Suggs pulled at his stubby chin whiskers and knitted his bushy brows.

"If I'm chairman," he said, dryly, "I may or may not, according to my discretion, permit Sister Suggs to speak; but as her husband, brethren, I think if I don't give her a chance she will make it hot for me, so if she will promise to fetch in some more cold cider right off I'll let her speak."

"Oh yes, let her," a voice said in a drowsy tone from the horsehair sofa in a corner. "In my time I've known women to hit a nail on the head when twenty men had either missed it or bent it double and spoiled the woodwork. What is it, sister? Shoot it out! Saint Paul was against women talking in public, but I like to listen to 'em--I do."

"I was just thinking of one thing, Mr. Chairman and gentlemen"--Mrs.

Suggs bowed her frowsy head formally. She had presided at a church meeting of her sex once or twice, and there was something more than imitation of her husband's manner in her tone and bearing--"I was thinking of one particular thing that men are apt to overlook in a scramble like this seems to be, and that is this. I may as well tell you that I've had talks with the wife of the man under investigation, and, as I know how to handle a woman as well as the next one, I dropped on to a few things that I'll bet you all will overlook."

There was a sudden commotion in the yard, and, springing up, Suggs went to a window, parted the curtains, and looked out. Turning, he rapped on the back of his chair with his big pocket-knife and stared at his wife.

"That cow has pushed the rails down and got to the calf again," he said.

"Either you or me will have to go out and part 'em. Of course I'm willing to do it, but if I am to conduct this meeting properly, why--"

"I move we take a recess," spoke up the wizen-faced man, "just long enough to dispose of the cow-and-calf matter, and then come back and finish up in here."

"No, I'll go attend to it," Mrs. Suggs sighed. "I know how to handle her, but you fellows have got to hold my place open. I'll be right back.

It is just a baby calf, and I can tote it about in my arms. I'll drop it over in the old hog-pen till later."

She had scarcely left the room when a lank man past middle age, with long beard that was quite gray in spots and black as to the remainder, stood up. "Would it be in order, Mr. Chairman," he began, "while the lady whom you have recognized as having the floor is absent, for me to say a word or two, being as this matter is _pro bono publico_ and vital to us all--in fact, is the _primum mobile_ of our faith in the Almighty and His plans?"

"You have the floor, Professor Cardell. Hold on to it," Suggs said, formally. "If you don't get through before my wife parts the cow and calf she will just have to wait, that's all. That's one reason I never thought women had a right to dabble in matters like this.
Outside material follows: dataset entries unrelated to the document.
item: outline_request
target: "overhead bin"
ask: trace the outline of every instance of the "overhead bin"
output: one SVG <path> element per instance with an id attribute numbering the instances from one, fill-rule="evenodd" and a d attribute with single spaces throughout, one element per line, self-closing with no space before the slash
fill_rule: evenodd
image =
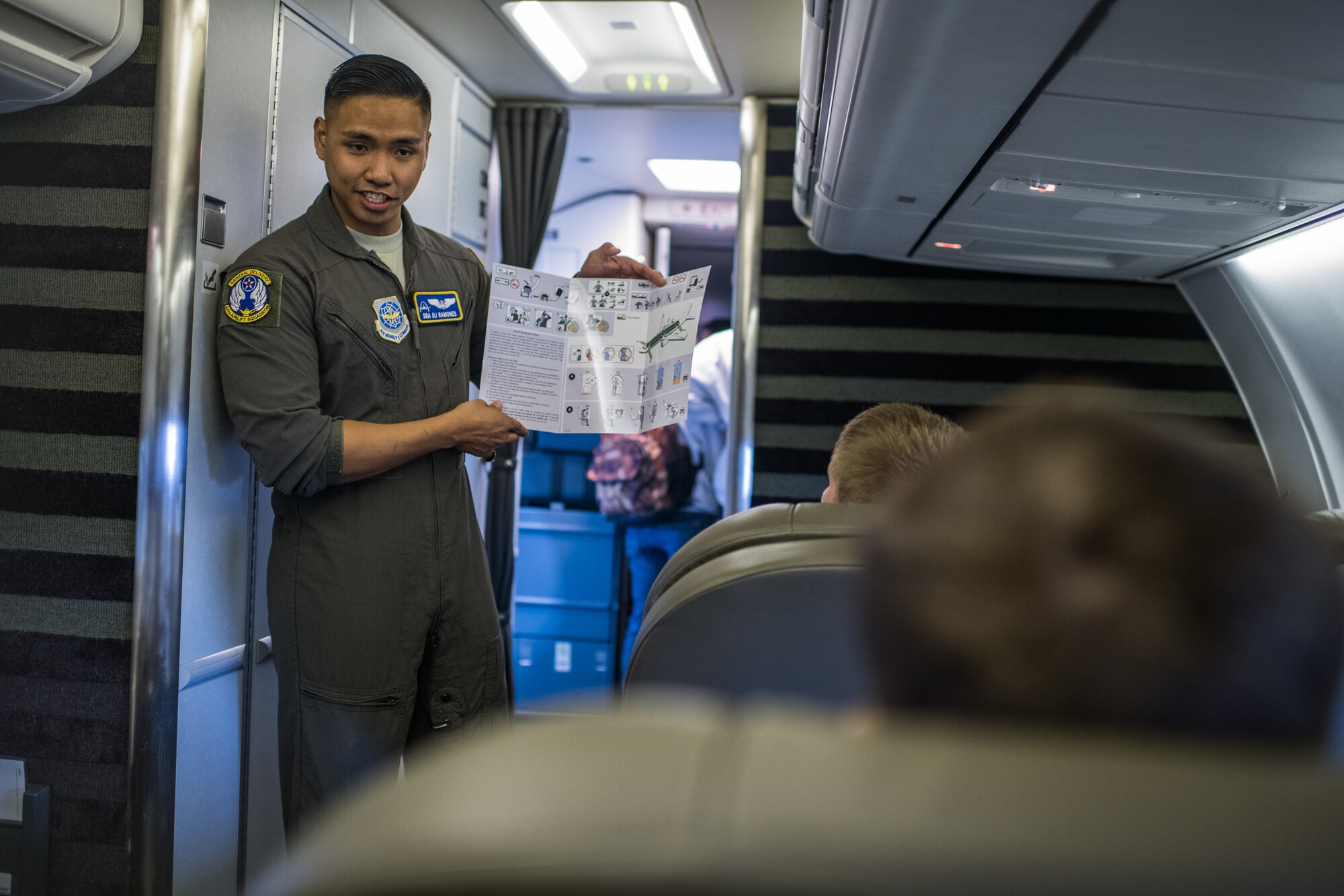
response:
<path id="1" fill-rule="evenodd" d="M 0 113 L 59 102 L 140 44 L 142 0 L 0 0 Z"/>
<path id="2" fill-rule="evenodd" d="M 948 7 L 976 26 L 925 17 L 943 26 L 919 35 L 934 67 L 876 61 L 894 40 L 883 23 L 911 4 L 883 4 L 890 13 L 871 19 L 868 40 L 847 42 L 848 17 L 867 5 L 831 4 L 813 199 L 797 203 L 824 249 L 1152 278 L 1344 202 L 1344 61 L 1329 36 L 1344 32 L 1344 5 L 1058 0 L 1023 15 L 1016 4 L 968 0 Z M 1009 5 L 1012 15 L 996 9 Z M 1068 34 L 1054 27 L 1060 22 Z M 980 32 L 984 23 L 993 34 Z M 965 67 L 953 91 L 939 78 L 943 59 Z M 1009 85 L 1015 101 L 1003 97 Z M 921 89 L 935 102 L 864 104 Z M 1016 106 L 992 133 L 969 122 L 988 121 L 984 96 L 999 97 L 1000 110 Z M 847 108 L 863 120 L 843 117 Z M 894 129 L 903 140 L 883 143 Z M 870 147 L 853 152 L 855 143 Z M 910 241 L 911 222 L 899 226 L 894 214 L 917 188 L 942 204 L 910 203 L 927 222 Z"/>
<path id="3" fill-rule="evenodd" d="M 903 258 L 1093 0 L 814 0 L 796 209 L 832 252 Z M 817 22 L 825 22 L 825 28 Z M 820 86 L 812 86 L 816 59 Z M 814 94 L 814 98 L 813 98 Z M 806 133 L 813 105 L 814 137 Z"/>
They would get interested in it and burn a pan of bread to cinders, or let a helpless baby crawl out of its swaddlings into the fire. Go ahead, but I'd hurry up a little. When there is a debate of any sort on my wife can do her housework ten times as quick as ordinarily, if the work is holding her back from the talk."

Professor Cardell pulled at his beard till his lips smacked and his white teeth showed. "I'm of the opinion, Mr. Chairman and gentlemen," he began, "that Whaley was tempted by the big wages young Trott was drawing, and all that Cavanaugh had to say about what Trott was apt to amount to in the future. As we all know, _facilis descensus Averno est_, and any man with natural greed in his veins is subject to temptation.
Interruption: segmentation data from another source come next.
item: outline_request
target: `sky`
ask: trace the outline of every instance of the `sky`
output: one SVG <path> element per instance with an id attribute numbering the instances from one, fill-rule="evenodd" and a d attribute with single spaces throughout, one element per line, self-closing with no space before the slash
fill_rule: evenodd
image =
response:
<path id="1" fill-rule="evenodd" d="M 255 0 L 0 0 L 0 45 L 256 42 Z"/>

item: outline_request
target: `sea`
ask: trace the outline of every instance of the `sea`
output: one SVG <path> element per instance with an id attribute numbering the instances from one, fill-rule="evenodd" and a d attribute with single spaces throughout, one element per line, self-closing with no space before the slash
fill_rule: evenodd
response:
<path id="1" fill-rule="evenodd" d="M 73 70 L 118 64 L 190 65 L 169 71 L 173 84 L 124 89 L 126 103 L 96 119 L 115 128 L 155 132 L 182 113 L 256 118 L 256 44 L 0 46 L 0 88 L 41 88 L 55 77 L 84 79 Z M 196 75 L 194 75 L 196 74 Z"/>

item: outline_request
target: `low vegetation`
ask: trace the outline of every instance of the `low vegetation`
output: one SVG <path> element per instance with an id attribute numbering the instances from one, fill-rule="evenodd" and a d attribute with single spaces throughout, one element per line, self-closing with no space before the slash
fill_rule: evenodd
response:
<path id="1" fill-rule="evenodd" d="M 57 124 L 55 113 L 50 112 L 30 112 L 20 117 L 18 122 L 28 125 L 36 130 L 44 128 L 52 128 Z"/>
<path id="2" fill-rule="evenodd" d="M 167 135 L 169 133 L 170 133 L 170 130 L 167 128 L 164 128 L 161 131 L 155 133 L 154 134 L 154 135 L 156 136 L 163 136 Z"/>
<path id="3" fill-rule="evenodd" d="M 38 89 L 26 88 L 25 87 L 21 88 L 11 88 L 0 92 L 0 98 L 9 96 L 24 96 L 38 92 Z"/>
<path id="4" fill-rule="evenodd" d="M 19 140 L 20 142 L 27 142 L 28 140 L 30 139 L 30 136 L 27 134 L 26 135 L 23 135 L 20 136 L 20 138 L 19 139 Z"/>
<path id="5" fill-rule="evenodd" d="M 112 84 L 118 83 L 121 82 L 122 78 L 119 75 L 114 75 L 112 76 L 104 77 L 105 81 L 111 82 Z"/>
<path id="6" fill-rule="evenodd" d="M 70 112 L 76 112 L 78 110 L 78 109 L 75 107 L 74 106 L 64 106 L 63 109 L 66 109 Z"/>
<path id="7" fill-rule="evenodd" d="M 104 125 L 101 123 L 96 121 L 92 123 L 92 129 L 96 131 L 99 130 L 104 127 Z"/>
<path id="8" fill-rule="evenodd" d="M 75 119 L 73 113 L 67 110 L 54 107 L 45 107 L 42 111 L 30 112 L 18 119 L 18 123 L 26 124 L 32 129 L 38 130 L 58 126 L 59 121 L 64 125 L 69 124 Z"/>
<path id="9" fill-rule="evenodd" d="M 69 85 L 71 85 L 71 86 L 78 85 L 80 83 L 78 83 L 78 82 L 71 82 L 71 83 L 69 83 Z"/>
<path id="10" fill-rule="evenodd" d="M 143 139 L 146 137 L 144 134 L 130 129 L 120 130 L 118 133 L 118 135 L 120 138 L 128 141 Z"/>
Therefore I wish to state quite plainly--"

"Well, plain or not plain," Mrs. Suggs was heard saying, as she bustled into the room, brushing short brown hairs from her dress and frowning on the speaker, "I don't intend to have my place gobbled up behind my back. Huh! I reckon not! You stout, able-bodied men let me do the dirty work, and make that a reason for depriving me of my liberty of opinion and the use of free speech."